On était en droit de se demander si le Tour de France – parangon du cyclisme scientiste où les efforts des coureurs, mesurés à la puissance et à la seconde près, sont l’objet de comptes d’apothicaire – allait pour la énième fois résulter en un duel stérile entre hommes forts. Il n’en a rien été pour finir.

La maxime bien connue des afficionados du cyclisme « ce sont les coureurs qui font la course » a pour une fois été respectée dans la Grande Boucle. Il fallait parfois se lever tôt pour observer les parties de manivelles quasi quotidiennes des cyclistes désireux de se glisser dans l’échappée matinale. Et, au vu des sept étapes gagnées de la sorte, nombreux ont été ceux à être récompensés de leur esprit d’entreprise.

Des Belges aux belles jambes

Le jeu en aura valu la chandelle pour les Belges avec les victoires de Dylan Teuns au sommet de la ô combien difficile « Planche des Belles Filles » et de Thomas De Gendt à Saint-Etienne après un numéro en solo dont il a le secret. La preuve en est pour Lotto-Soudal qu’il faut savoir jouer pour gagner à la loterie. Wout Van Aert a lui glané une victoire inattendue à Albi au terme d’une étape haletante, coiffant au poteau le gratin du sprint mondial. Trois victoires pour le contingent belge donc, un bilan plus que satisfaisant alors que les deux précédentes éditions s’étaient tout bonnement avérées infructueuses.
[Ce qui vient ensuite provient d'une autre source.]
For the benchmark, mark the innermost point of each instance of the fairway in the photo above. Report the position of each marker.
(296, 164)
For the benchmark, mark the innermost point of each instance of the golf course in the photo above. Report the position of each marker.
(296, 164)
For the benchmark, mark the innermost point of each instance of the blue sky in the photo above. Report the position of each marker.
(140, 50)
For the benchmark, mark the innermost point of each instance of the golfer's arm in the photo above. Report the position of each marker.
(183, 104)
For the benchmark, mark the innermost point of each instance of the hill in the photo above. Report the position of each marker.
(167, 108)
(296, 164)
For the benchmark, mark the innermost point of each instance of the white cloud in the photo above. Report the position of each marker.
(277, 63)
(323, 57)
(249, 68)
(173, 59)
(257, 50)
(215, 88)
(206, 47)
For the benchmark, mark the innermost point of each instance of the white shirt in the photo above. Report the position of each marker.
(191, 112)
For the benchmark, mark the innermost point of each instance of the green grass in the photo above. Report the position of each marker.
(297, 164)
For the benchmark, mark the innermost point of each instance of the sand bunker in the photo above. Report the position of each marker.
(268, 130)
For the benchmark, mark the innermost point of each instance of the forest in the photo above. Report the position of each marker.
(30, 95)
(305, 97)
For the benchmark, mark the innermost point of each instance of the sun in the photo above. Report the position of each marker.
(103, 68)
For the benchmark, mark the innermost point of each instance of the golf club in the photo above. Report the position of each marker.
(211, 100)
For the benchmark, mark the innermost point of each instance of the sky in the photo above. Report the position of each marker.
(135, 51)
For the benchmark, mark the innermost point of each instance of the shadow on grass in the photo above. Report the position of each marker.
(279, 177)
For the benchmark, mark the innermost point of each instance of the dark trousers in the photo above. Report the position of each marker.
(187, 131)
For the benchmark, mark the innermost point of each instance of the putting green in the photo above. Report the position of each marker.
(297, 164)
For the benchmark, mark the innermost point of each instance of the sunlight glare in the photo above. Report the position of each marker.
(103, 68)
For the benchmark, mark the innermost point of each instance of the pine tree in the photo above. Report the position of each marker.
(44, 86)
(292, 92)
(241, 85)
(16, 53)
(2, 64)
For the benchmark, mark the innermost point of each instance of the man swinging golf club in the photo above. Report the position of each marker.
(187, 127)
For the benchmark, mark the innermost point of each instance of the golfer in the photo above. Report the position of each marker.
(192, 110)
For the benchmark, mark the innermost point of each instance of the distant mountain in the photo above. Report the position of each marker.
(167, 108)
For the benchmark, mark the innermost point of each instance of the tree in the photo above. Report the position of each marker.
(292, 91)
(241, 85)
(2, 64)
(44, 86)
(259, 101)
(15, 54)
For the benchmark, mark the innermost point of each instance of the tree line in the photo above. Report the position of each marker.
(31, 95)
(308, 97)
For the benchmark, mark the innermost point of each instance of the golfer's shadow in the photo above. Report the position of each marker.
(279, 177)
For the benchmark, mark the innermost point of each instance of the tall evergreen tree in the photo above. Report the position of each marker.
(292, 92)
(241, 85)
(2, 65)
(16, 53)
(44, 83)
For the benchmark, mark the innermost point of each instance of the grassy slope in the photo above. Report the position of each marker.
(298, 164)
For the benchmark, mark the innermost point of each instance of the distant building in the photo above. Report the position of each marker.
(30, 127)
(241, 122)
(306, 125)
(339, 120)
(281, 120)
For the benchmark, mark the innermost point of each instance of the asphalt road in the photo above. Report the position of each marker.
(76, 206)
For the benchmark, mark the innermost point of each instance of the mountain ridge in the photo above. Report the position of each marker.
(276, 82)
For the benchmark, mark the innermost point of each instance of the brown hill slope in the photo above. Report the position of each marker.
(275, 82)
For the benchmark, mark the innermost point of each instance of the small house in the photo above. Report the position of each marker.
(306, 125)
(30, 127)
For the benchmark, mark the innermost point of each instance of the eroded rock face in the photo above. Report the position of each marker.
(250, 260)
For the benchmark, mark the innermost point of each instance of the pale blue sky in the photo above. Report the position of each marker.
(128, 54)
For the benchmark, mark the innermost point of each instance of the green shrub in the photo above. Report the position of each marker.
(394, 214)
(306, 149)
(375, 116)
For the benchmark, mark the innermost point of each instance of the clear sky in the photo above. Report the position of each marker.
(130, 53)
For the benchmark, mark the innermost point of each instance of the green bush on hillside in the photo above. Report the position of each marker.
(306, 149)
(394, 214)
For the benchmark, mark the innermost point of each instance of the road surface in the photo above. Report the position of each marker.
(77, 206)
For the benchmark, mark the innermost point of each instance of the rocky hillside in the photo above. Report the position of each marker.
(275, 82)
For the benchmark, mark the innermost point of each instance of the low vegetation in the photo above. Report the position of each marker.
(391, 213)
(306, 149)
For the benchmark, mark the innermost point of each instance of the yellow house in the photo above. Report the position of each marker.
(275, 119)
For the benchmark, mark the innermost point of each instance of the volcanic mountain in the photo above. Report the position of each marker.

Aucun de nos compatriotes n’a en revanche été en mesure de se mêler à la lutte au classement général. Rien d’étonnant à ce niveau, la 21e place de notre premier représentant Xandro Meurisse faisant même figure de bonne surprise. Avec la présence d’une dizaine de prétendants au podium final, la bagarre pour le maillot jaune a été âpre. Un homme a toutefois chamboulé les prédictions en mettant à mal le triumvirat Ineos-Movistar-Jumbo : Julian Alaphilippe.

Timbale et fin de bal

D’Artagnan – son sobriquet auprès des suiveurs – a frappé de taille et d’estoc pour conserver sa tunique jaune, arborée durant quatorze jours. A tel point qu’il a fait douter les favoris sur ses aptitudes en haute montagne, le mousquetaire se payant le luxe de finir deuxième au sommet du Tourmalet. S’il a finalement craqué dans les Alpes, Alaphilippe pourra tout de même se targuer d’une exceptionnelle cinquième place finale, au-delà de toute espérance.

Avec la perspective de remporter la Grande Boucle après 34 ans de disette, le public français ne se sentait pas de joie. D’autant qu’en deuxième rideau se trouvait un certain Thibaut Pinot, vainqueur moral des étapes pyrénéennes. Le couteau entre les dents en raison d’un débours de temps concédé lors d’une bordure, le Franc-Comtois avait à cœur de s’exprimer sur un parcours taillé pour lui. Bercée par la douce illusion de voir cet éternel malchanceux décrocher la timbale, la France a finalement assisté à un pénible coup du sort. Devant un Pinot perclus de douleur et affligé de chagrin, c’est tout un pays qui a été confronté à la dure loi des aléas du cyclisme. Le chouchou du public a été taillé dans une étoffe trop fragile, le confinant à un rôle de loser magnifique. Suffisant pour gagner les cœurs, mais pas le Tour.

Sky is not the limit

Le moral en berne du public français semblait se répercuter dans les conditions apocalyptiques une fois les Alpes en vue. Même si l’équipe britannique Sky a troqué son sponsor pour Ineos, elle semblait encore avoir la maitrise des éléments météorologiques. Bousculée dans sa domination outrancière par Jumbo-Visma et Movistar, « l’Empire »», comme le surnomment ses détracteurs, a frappé au moment idoine. Ineos n’a pas son pareil pour faire coïncider les pics de forme de ses coureurs avec les pics des cols les plus stratégiques. Il aura suffi au prodige Egan Bernal d’attaquer dans la mythique ascension du Galibier pour mettre tout le monde d’accord. Une victoire qui en préfigure d’autres – le Colombien n’a que 22 ans – mais qui laisse un goût de trop à cause de l’escamotage des étapes alpestres. Censées être le point d’orgue d’un Tour passionnant, les montagnes des Alpes auront accouché d’une souris.

Il n’en reste pas moins que ce Tour vertigineux a renoué avec une certaine idée du cyclisme romantique, par la grâce duquel les différents échelons de course se poussent les uns les autres plutôt qu’ils ne s’empiètent. Gare à ceux pris de tournis, l’étourdissement ne se dissipent pas en un tournemain.